I’m wondering what other folks think about using openAI for object tracking. This would be a phone app that allows you to speak and say things like ‘I put the outdoor holiday plugs in the large box on the top shelf in the garage.’
The app would translate the words into text and then create a embedding representing the sentence ‘I put the outdoor holiday plugs in the large box on the top shelf in the garage.’
So next December I would ask the app ‘Where did I put the outdoor holiday plugs’, and the app would then search the embeddings to come up with several probably answers including that the plugs are in the large box on the top shelf in the garage.
The app would also use the gpt-3 api to answer questions such as ‘where is all of the items I need to put up my holiday lights?’
While I’m thinking of a personal app, this concept could be extended to inventory on factory floors. A person could walk around and talk to the app about where different product and quantities are located instead of using a bar scanner.
Welcome to the community eColumbia78.
When I go an an Amazon Echo, what feels like many years ago, I thought about building what you I think you are suggesting
“Ha Alexa, remember that I put such and such here”. And then later. “Ha Alexa, do you have any memory of such and such?” - “Yes, you put it here”.
I think it’s a great idea.
I have not used them, but I think Embeddings is what you want. Apart from solving your problem it’s also cheaper. I won’t bother explaining how as there is lots written on the topic elsewhere.
Well, these Embedded vectors are basically one-way functions and so by storing the embedding vector without the actual ‘I put the outdoor holiday plugs in the large box on the top shelf in the garage." you are not gaining anything and losing the context.
It is better for you to simply store the text “‘I put the outdoor holiday plugs in the large box on the top shelf in the garage.” and that’s it. You don’t need an AI for this application, to be perfectly honest and you don’t need embedding vectors to keep track of these things.
You could build something like this fairly easily using Google sheets and AppSheet.
- maybe an hour’s time?
- (minus the voice interaction)
You could set this up with the very basic relational database built inside of a Google sheet:
Then you could either:
- Create a third table that joins those two together, in combination with a time stamp and anything else that you’d like to record at the time; or
- simply change the column in the item table denoting what location it’s in
With all that said and done, once you created a system like this to store all the data and manage the connections between things… You can fairly easily implement a call to open AI with a text block that you dictated to your phone.
The AI could be instructed to extract out all the relevant details and return them; then you could create a follow-up process to then handle the return.

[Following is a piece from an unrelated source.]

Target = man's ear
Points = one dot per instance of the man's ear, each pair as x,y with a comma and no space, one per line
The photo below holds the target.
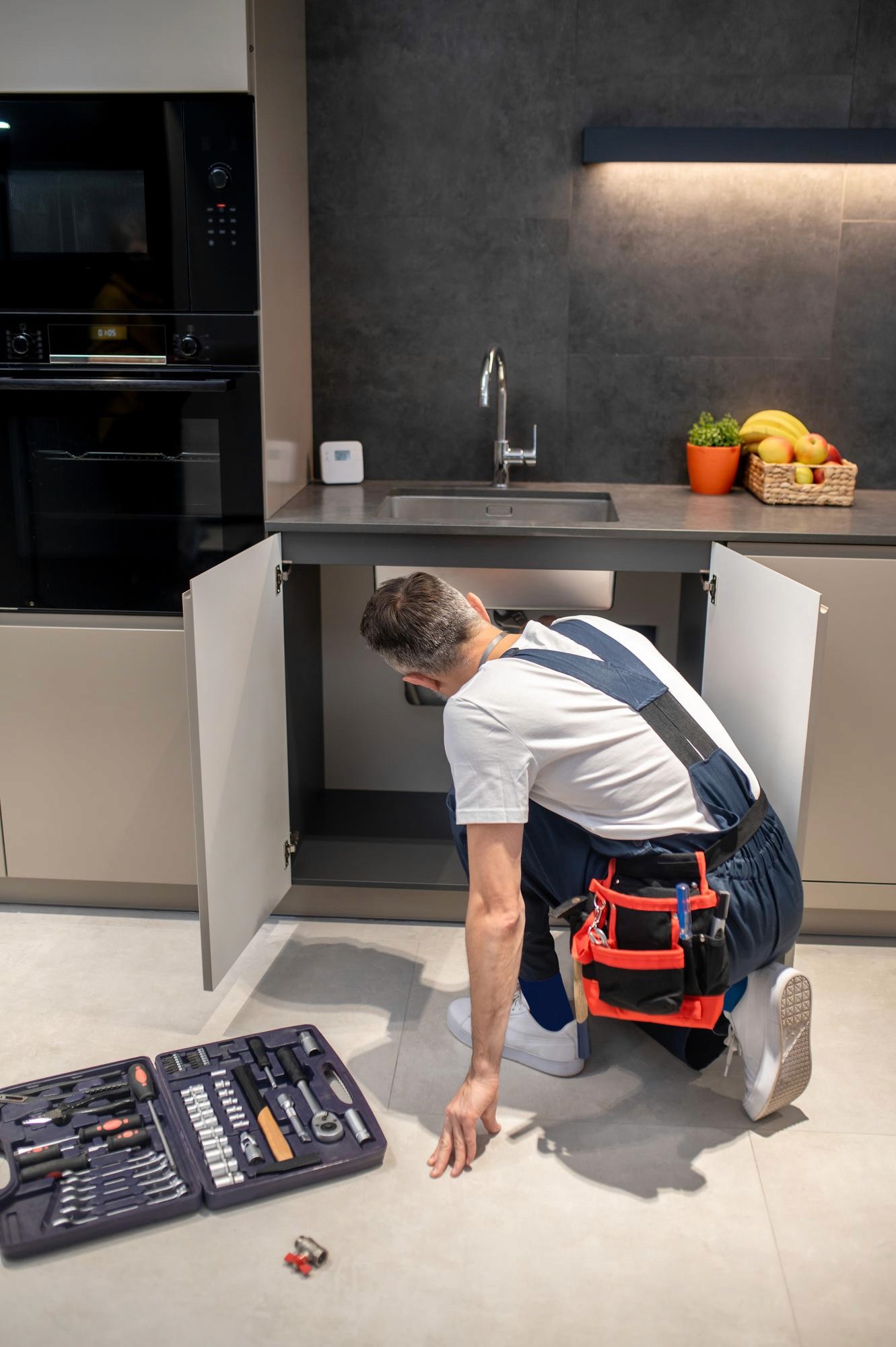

I’ve got a couple sample apps on my AppSheet portfolio you could probably adapt into this scenario - if you were so inclined.
I’ll review your appsheet portfolio. Thanks!
I appreciate your explanation and I agree this particular scenario can be used with setting up the relational database as you described. My day job is writing databases.
However I got to thinking about embeddings and use cases where it is not necessary to have the complexity or overhead of writing a relational database. At a minimum the data store will just consist of a set of embeddings and the original text along with a timestamp which represents, in this case, where objects are in a point in time.
At a later time the information is retrieved by making a request and turning that request into an embedding and then finding the stored embeddings along with their text that are related to the request embedding.
I think embeddings are a good recommendation, especially if you are looking for a flexible solution that can be used for many cases.
It’s easy to store the original text alongside the embedding. Popular vector storage solutions already provide this as a
Lastly, because of how you presented the problem, “to return a year later by asking a question,” when your embedded text is a statement, using the HyDE strategy (I wrote about it here on my blog) would be a wise choice.
Thanks for the HydDE strategy.
I’ll work on the sample app over the next week and post the results here in case people are interested and can help test the concept.
Technology hype and trends cause developer bias and it can influence developers to choose suboptimal software tools for the job. This can be caused by current sentiment, bias, and hype (to name a few). If you are looking to learn how to use embeddings. then your idea is fun and interesting. However, as I gently mentioned earlier, you do not need embeddings to accomplish the task you have outlined in your original post. All you basically need is a DB or flat file or a notepad to save voice prompts to text like ‘Outdoor holiday plugs in the large box on the top shelf in the garage.’
This type of object tracking does not require OpenAI or any network-based AI API, TBH. It’s very easy to keyword search this using standard text indexing and search. Embedding are not necessary.
As mentioned, if you wish to have a fun project to learn OpenAI and in particular, how to apply embeddings to a fun project you have a passion about, then your idea, of course, is a great idea. However, if you really want to build a simple application to track where objects are located, as you have described, you do not need an AI NLP (GPT) tool for this task.
But, as I mentioned, if you just want to learn OpenAI / Embeddings and this project interests you from that perspective, then by all means, go for it! After all, you asked your question in an OpenAI community, so there is a very high likelihood you will get a lot of encouragement.
On the other hand, if you asked your same question in a forum on text-based indexing and search and retrieval (and left out the part about OpenAI and embeddings) you would get a totally different solution because databases have been indexing this kind of data for search and retrieval for decades and it works well.